Aujourd'hui, le premier verre est consommé à 15,2 ans, la première cigarette à 14 ans et le premier joint à 15,3 ans, d'après l’Observatoire français des drogues et des toxicomanies. C'est huit mois plus tard qu'en 2005 pour le tabac et quatre mois plus tard en moyenne pour le cannabis. Le temps passé devant les écrans serait l'un des facteurs de cette expérimentation plus tardive.

Les jeunes font désormais leur première expérience de l'alcool, du tabac et du cannabis plus tard, selon une synthèse de l’Observatoire français des drogues et des toxicomanies (OFDT) publiée mercredi, ce phénomène étant notamment lié au temps passé devant les écrans.
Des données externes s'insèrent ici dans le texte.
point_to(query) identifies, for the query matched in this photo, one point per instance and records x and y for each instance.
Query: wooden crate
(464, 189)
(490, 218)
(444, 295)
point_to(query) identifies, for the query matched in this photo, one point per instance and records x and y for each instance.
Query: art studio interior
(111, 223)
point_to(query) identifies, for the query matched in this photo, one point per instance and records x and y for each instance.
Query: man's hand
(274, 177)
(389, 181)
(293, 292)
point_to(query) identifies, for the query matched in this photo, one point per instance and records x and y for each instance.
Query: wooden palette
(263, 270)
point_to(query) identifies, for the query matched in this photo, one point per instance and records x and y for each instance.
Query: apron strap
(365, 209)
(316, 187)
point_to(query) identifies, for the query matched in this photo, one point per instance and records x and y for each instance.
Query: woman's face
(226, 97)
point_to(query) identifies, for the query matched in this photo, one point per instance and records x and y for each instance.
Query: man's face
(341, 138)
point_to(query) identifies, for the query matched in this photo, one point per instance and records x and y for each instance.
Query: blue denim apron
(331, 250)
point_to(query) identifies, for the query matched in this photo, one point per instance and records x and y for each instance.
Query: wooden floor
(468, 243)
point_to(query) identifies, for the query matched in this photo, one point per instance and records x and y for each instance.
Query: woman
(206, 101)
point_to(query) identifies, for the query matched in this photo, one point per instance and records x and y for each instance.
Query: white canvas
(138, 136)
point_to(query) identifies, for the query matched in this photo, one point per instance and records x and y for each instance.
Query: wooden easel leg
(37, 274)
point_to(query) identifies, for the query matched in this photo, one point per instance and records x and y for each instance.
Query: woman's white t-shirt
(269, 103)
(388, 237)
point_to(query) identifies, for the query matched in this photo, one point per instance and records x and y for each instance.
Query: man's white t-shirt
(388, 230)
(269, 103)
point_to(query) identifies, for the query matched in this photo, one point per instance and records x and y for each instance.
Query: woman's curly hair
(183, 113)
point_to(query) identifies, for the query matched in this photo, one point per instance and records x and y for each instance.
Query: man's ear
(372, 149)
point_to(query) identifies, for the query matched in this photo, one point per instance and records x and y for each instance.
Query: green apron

"Par rapport à 2005, les jeunes démarrent aujourd'hui leur consommation de tabac huit mois plus tard et celle de cannabis quatre mois plus tard en moyenne, ce qui est un écart considérable statistiquement", souligne le directeur de l'Observatoire François Beck.

Aujourd'hui, le premier verre est consommé à 15,2 ans, la première cigarette à 14 ans et le premier joint à 15,3 ans, détaille une étude de 2014 reprise dans la synthèse.

Devant les écrans, moins d'opportunités de consommer

Selon l'OFDT, l'un des facteurs de recul de la précocité, est le temps passé devant les écrans et sur Internet.

"La génération née entre 2000 et 2005, qui a entre 11 et 16 ans aujourd'hui, passe beaucoup plus de temps connectée aux écrans que la précédente, ce qui est de nature à éloigner ces jeunes d'un certain nombre d'opportunités de consommer, notamment hors du regard des adultes référents", explique François Beck.

La part des jeunes qui vont quotidiennement sur Internet a explosé en 12 ans, passant de 23% en 2003 à 83% en 2015, rappelle le rapport.

Influencés par la moindre consommation de leurs parents

Un deuxième facteur est le changement de comportement des parents, qui restent le modèle principal des jeunes adolescents jusqu'à 12-13 ans. 

"Les parents des jeunes de cette génération sont nettement moins consommateurs de tabac et d'alcool que les générations précédentes, et cela a un impact sur les représentations des habitudes de vie offertes à voir aux jeunes, avec moins d'alcool et de tabac dans le quotidien", souligne François Beck.

Effet aussi des politiques publiques

Enfin, les politiques publiques de prévention ont modifié "l'environnement".

"Même si ces mesures ont chacune des limites en terme d'application et d'efficacité, elles ont un impact sur la norme: plus personne aujourd'hui n'imagine par exemple fumer dans un lieu public fermé, alors que dans les années 1990, c’était encore la norme", souligne François Beck. 

Parallèlement, les consommations ont baissé: la consommation d'alcool mensuelle des jeunes de 15 ans a chuté de 58% en 2006 à 42% en 2014, le tabagisme quotidien a baissé de 18% en 2006 à 15% en 2014, l’expérimentation de cannabis à 15 ans étant pour sa part restée stable à 28% entre 2006 et 2014.